Currently, I am working through the following P90X videos:

01 Chest and Back
02 Plyometrics
03 Shoulders and ARms
05 Legs and Back

NEVER MIND! That's too hard on my joints right now.

As of July 18, 2010, I'm doing the Urban Rebounder, Intermediate Level.

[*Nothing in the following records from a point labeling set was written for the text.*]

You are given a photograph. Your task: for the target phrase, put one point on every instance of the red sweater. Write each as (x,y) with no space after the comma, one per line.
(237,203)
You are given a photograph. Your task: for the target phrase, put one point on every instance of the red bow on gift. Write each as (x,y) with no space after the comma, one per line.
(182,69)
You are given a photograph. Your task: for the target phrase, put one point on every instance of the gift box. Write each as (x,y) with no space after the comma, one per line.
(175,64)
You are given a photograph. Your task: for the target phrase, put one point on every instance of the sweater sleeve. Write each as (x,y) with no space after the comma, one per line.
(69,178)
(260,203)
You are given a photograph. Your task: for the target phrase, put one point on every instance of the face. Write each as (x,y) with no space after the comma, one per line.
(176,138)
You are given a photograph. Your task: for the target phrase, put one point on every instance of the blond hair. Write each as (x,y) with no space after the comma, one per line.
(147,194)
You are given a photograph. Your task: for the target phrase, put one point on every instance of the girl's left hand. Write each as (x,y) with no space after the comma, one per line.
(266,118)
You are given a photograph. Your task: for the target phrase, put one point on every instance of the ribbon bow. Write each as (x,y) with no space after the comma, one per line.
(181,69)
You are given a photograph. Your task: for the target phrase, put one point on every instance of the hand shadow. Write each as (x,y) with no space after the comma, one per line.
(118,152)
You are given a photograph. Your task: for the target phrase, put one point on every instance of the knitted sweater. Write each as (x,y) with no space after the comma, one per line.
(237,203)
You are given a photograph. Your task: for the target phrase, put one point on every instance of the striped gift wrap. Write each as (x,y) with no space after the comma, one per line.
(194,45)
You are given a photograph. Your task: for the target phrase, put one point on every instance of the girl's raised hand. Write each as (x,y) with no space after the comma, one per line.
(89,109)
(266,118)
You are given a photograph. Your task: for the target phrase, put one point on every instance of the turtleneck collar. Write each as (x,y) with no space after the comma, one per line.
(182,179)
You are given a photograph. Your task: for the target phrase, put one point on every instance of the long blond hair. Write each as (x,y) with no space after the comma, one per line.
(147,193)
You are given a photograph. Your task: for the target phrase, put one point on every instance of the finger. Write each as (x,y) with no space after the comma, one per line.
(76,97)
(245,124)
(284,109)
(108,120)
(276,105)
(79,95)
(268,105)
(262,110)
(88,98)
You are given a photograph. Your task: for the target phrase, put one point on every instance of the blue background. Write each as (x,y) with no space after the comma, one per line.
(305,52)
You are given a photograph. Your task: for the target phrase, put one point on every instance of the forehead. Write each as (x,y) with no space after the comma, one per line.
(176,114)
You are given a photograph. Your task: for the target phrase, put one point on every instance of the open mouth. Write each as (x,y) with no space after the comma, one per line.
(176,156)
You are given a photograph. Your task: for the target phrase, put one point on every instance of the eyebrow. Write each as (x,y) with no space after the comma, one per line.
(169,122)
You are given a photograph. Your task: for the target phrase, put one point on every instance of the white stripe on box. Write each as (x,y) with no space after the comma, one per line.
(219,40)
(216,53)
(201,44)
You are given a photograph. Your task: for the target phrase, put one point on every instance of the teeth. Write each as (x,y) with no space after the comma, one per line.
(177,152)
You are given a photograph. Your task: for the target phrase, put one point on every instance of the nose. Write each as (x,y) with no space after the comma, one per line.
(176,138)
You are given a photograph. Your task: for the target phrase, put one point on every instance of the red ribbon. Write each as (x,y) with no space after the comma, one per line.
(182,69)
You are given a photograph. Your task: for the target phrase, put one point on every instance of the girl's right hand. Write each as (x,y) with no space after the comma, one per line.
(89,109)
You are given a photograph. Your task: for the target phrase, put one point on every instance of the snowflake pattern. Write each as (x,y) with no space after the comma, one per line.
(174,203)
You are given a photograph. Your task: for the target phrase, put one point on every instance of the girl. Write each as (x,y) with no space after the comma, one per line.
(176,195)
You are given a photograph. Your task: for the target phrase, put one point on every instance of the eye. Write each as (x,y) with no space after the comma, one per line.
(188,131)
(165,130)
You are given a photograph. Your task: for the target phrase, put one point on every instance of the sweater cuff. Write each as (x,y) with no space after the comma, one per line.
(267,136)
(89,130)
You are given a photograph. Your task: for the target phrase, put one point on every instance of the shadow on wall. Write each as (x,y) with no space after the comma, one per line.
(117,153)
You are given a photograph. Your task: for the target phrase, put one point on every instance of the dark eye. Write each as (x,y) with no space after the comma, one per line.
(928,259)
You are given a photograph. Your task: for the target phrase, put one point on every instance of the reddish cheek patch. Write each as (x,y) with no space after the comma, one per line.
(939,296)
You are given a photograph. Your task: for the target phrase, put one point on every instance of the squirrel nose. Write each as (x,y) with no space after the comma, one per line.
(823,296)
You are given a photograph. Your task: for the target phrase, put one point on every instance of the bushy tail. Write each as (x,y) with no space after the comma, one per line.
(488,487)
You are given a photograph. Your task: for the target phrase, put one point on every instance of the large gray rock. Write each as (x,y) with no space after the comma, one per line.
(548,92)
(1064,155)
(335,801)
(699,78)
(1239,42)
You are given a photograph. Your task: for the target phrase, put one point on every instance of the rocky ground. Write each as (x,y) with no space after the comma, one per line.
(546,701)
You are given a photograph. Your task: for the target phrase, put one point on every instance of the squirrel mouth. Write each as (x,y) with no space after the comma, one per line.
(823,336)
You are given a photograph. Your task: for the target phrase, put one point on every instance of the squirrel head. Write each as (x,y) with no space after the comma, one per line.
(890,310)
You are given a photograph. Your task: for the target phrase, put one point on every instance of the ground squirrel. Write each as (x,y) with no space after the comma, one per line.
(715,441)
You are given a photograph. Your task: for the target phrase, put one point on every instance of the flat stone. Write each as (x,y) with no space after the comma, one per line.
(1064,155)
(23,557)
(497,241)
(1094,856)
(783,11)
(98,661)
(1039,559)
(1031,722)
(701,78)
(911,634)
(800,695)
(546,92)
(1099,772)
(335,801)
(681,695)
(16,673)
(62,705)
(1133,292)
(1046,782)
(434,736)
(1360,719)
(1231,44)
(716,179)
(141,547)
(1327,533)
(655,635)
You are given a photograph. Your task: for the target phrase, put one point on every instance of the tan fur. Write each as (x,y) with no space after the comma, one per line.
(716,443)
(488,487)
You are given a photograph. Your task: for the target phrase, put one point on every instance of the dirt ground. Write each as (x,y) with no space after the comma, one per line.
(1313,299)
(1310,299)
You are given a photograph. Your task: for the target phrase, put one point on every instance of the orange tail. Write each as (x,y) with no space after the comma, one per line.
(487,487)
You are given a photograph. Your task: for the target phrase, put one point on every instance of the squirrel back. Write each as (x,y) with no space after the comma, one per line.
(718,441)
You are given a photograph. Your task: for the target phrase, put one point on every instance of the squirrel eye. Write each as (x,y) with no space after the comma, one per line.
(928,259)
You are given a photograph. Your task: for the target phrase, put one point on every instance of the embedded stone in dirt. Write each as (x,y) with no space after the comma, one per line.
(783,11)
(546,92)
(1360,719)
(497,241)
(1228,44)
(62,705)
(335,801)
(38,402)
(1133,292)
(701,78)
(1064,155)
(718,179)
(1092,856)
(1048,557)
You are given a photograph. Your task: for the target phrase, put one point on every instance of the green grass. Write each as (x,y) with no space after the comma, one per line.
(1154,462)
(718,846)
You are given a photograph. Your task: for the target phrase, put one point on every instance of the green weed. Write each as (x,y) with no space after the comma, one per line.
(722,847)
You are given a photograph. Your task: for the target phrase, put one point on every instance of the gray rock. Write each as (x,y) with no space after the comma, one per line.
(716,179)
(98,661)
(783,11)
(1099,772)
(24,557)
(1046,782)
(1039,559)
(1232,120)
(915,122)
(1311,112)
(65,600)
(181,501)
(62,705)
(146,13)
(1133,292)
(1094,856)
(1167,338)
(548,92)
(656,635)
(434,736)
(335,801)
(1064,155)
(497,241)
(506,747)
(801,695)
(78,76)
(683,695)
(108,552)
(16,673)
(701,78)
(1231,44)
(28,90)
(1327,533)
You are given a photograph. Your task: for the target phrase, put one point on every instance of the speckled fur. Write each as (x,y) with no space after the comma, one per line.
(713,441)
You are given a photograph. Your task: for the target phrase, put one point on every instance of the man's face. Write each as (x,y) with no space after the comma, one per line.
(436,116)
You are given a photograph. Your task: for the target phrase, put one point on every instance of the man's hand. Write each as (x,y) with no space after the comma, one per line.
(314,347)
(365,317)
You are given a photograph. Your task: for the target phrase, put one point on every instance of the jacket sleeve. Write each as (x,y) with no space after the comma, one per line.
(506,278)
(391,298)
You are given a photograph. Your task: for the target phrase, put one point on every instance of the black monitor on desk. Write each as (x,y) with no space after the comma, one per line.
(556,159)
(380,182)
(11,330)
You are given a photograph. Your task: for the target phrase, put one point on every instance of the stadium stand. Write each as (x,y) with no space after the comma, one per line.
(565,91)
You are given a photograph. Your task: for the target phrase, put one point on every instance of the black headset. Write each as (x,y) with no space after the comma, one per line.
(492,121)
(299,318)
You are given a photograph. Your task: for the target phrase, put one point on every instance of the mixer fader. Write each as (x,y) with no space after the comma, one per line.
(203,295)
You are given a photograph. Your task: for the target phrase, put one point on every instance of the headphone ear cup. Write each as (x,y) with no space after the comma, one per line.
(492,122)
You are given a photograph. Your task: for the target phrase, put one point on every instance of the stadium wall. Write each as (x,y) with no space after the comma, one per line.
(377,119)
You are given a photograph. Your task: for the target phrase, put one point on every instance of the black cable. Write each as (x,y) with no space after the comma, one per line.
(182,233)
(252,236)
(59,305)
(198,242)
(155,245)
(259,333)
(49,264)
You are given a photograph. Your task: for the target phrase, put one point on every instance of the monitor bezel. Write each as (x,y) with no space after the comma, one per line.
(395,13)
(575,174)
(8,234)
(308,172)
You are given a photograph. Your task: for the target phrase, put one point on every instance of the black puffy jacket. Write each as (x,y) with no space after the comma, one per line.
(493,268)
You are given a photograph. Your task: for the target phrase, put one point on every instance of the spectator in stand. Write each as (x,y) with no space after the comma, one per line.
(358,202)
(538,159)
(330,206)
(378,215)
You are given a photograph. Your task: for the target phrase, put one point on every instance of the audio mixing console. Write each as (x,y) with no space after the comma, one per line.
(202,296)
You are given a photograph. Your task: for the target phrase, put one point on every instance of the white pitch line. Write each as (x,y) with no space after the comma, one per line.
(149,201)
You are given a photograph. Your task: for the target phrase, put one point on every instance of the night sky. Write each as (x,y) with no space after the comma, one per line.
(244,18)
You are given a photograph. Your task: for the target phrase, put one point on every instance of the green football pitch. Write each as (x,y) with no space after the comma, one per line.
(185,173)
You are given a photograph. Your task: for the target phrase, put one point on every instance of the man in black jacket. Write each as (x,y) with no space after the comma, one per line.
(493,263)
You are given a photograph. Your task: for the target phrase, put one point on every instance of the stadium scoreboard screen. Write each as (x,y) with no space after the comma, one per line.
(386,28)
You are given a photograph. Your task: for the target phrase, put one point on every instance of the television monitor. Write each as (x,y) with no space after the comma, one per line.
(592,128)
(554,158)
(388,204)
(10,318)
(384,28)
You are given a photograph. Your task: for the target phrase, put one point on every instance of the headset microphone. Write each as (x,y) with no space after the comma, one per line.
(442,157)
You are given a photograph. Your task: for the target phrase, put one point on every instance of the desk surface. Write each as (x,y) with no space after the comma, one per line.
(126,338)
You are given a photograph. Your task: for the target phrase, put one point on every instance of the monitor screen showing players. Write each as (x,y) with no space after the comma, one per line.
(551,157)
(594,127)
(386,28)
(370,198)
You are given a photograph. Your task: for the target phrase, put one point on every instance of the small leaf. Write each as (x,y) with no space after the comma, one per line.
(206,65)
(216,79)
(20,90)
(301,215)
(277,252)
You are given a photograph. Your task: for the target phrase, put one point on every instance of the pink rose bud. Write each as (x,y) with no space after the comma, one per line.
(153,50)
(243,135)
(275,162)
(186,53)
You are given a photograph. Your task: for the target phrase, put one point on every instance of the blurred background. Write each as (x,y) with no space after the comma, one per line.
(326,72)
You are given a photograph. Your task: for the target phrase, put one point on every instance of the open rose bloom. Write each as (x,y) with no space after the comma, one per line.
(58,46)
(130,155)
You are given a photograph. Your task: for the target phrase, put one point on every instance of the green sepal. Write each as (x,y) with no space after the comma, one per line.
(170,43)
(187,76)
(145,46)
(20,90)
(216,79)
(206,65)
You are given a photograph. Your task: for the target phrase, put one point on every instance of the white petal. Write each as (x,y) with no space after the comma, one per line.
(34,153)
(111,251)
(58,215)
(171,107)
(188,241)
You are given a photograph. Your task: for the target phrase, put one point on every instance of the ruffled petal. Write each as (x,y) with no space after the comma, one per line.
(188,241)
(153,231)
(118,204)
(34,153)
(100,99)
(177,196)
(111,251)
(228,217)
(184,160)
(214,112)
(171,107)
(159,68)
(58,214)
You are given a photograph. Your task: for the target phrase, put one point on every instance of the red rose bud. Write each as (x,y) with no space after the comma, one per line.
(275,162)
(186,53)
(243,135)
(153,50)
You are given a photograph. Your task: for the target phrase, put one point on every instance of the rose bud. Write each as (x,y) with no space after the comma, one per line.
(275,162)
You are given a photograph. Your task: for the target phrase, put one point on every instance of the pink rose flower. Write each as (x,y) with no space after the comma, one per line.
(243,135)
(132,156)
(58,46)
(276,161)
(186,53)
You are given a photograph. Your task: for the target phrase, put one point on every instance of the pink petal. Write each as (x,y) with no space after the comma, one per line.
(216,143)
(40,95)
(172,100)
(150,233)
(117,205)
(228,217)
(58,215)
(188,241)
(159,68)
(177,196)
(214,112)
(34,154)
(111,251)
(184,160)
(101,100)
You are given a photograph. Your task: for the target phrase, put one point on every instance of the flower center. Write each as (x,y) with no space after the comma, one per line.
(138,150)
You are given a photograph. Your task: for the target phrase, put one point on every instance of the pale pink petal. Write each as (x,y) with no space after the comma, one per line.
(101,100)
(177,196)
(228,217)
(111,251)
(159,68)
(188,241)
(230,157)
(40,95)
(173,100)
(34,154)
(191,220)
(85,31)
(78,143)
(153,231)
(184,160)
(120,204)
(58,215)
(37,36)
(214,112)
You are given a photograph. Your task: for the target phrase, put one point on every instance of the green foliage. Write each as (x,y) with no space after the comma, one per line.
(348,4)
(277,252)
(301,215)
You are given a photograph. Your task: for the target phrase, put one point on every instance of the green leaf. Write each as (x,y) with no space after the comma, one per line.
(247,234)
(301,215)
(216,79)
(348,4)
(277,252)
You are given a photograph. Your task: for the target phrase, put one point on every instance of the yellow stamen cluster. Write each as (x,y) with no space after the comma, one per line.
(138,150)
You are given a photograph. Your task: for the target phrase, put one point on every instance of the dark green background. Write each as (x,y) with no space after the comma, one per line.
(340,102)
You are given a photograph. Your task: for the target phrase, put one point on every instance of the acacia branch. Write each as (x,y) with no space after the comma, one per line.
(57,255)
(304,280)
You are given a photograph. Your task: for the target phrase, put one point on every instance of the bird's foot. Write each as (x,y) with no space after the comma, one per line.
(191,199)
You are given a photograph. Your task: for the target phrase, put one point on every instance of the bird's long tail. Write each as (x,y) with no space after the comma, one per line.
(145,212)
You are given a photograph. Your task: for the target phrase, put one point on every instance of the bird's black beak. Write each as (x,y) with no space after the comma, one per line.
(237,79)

Oh, never mind. As of Aug 8, 2010, I working through a beginner's running program.

Friday, April 17, 2009

Friday, April 17, 2009

Get Ripped To The Core.

1: Reverse Lunge and Side Squat (38 ea leg): 5#
2: Chest Press with Hips Raised (54 total..... 3 sets of the routine): 8#
3: Bent Leg Dead Lift and Bicep Curl. (32 ea): 8#
4: Wide Squat and Upright Row. (171 ws & 52 ur): 5#
5: Stiff Leg Deadlift with Lateral Row (48 D & 56 LR): 8#
6: Squat with Lateral Raise and then Narrow Squat with Anterior Raise. (48 LG ea leg, 54 LR, 8 NS/AR): 5#. Because of the weight increase I only did lateral raises with the very first set on the first leg. I couldn't get my muscles to do anymore, so I only did the squats.
7: Step Ups with Overhead Press. (48 total): also 3#.